Suppose nonparametric bootstrapping is used to estimate the sensitivity of the fitted model to parameter values. Does this technique work reasonably well for small data sets (e.g.
First, you need to make a distinction between "nonparametric", "distribution-free" and "exact" methods. A nonparametric method estimates and tests hypotheses about medians, percentiles or other quantities that are not parameters of distribution. A "distribution-free" test does not assume that your data or any statistics computed from your data come from any known distribution. An exact test is a test whose inferences (i.e. p-values or confidence intervals) are equally accurate at all possible sample sizes. A bootstrapping test is always an exact test and it is always distribution free, but it may or may not be nonparametric. For example, you could construct a boostrapping test to compare the means of two samples, which would still be parametric in that the mean is a parameter of the normal distribution and other distributions (T distribution, Poisson, etc.).
So, increasing the sample size will not affect the legitmacy of your p-values or your confidence intervals, because you are using an exact test. However, a larger sample size will give you more information about the true value(s) of the unknown population parameters or percentiles ... presuming that your samples are all unbiased.
If you are playing with nonparametric statistics, you do not need to think about much about your sample size. Anyhow, you can get reasonably good results if you use the sample size over 30. I think that it helps you.
Thank you, Luis and Rasiah! I expected also that increasing the sample size is generally better. I wonder below what sample size would the results of nonparametric bootstrapping tend to be come too unreliable to be useful?
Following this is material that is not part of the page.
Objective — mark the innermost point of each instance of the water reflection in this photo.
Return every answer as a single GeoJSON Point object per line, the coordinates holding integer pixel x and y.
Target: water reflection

First, you need to make a distinction between "nonparametric", "distribution-free" and "exact" methods. A nonparametric method estimates and tests hypotheses about medians, percentiles or other quantities that are not parameters of distribution. A "distribution-free" test does not assume that your data or any statistics computed from your data come from any known distribution. An exact test is a test whose inferences (i.e. p-values or confidence intervals) are equally accurate at all possible sample sizes. A bootstrapping test is always an exact test and it is always distribution free, but it may or may not be nonparametric. For example, you could construct a boostrapping test to compare the means of two samples, which would still be parametric in that the mean is a parameter of the normal distribution and other distributions (T distribution, Poisson, etc.).
So, increasing the sample size will not affect the legitmacy of your p-values or your confidence intervals, because you are using an exact test. However, a larger sample size will give you more information about the true value(s) of the unknown population parameters or percentiles ... presuming that your samples are all unbiased.
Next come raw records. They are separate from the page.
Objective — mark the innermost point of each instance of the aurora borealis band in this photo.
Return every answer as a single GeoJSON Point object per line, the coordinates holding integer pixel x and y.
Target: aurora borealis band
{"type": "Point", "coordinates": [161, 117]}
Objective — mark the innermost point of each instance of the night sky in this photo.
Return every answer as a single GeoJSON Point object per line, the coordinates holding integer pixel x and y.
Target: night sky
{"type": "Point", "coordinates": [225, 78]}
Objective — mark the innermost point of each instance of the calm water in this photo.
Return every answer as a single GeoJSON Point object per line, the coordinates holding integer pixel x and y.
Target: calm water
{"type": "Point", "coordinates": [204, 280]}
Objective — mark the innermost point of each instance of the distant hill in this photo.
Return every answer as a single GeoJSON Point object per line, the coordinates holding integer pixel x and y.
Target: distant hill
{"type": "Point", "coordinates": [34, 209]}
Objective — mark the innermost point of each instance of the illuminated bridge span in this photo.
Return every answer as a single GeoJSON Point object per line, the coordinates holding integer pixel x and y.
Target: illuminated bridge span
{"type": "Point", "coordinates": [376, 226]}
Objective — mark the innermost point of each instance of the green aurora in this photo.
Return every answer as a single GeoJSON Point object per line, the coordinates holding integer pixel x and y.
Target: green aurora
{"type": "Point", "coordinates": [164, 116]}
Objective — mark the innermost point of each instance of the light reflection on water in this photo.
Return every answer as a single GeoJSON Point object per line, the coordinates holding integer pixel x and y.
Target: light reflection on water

Thank you, Jeff, this is a very useful description! To clarify, the procedure I am using is bootstrapping of a data set with N observations by randomly selecting N of them (thus some can be repeated, and some not used) multiple times. Each time a model is fitted to the data set, and parameter values for the model are compared. I am wondering does sample size N affect the usefulness of this procedure?
As I said before, because bootstrapping is an "exact" statistical test, the p-values or confidence intervals from your procedure will be equally valid for all sample sizes, N. Whether or not the test is useful is a completely different issue.
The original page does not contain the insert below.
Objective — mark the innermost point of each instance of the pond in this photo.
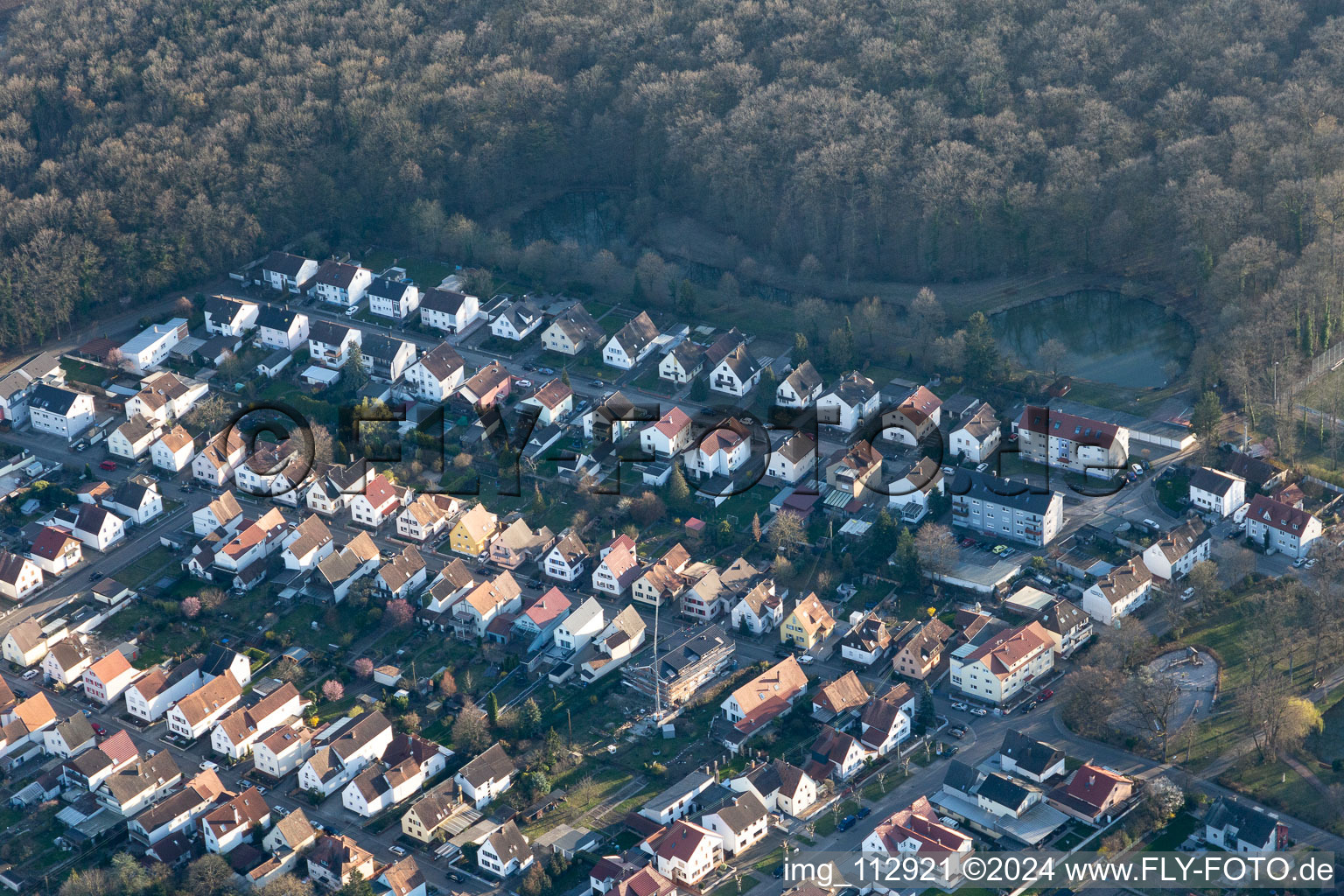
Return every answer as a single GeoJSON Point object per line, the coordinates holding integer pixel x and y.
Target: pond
{"type": "Point", "coordinates": [1109, 338]}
Are you using the correct bootstrapping test? Can your bootstrapping model answer the questions that you want to address with your experiment? Is your sample representative and unbiased? These are issues you need to address to make sure your test is useful.
Assuming that you have set up the correct test and your sample is both representative and unbiased, then you are basically asking about the relationship between power and sample size. Larger sample sizes will provide more information about your population and more statistical power to find significant p-values. When your sample size is large, then even small effects can be statistically significant. If your sample size is very small, then only the largest effects will be statistically significant. If you need to detect small, subtle differences between groups, then an experiment with a small sample size might not be useful.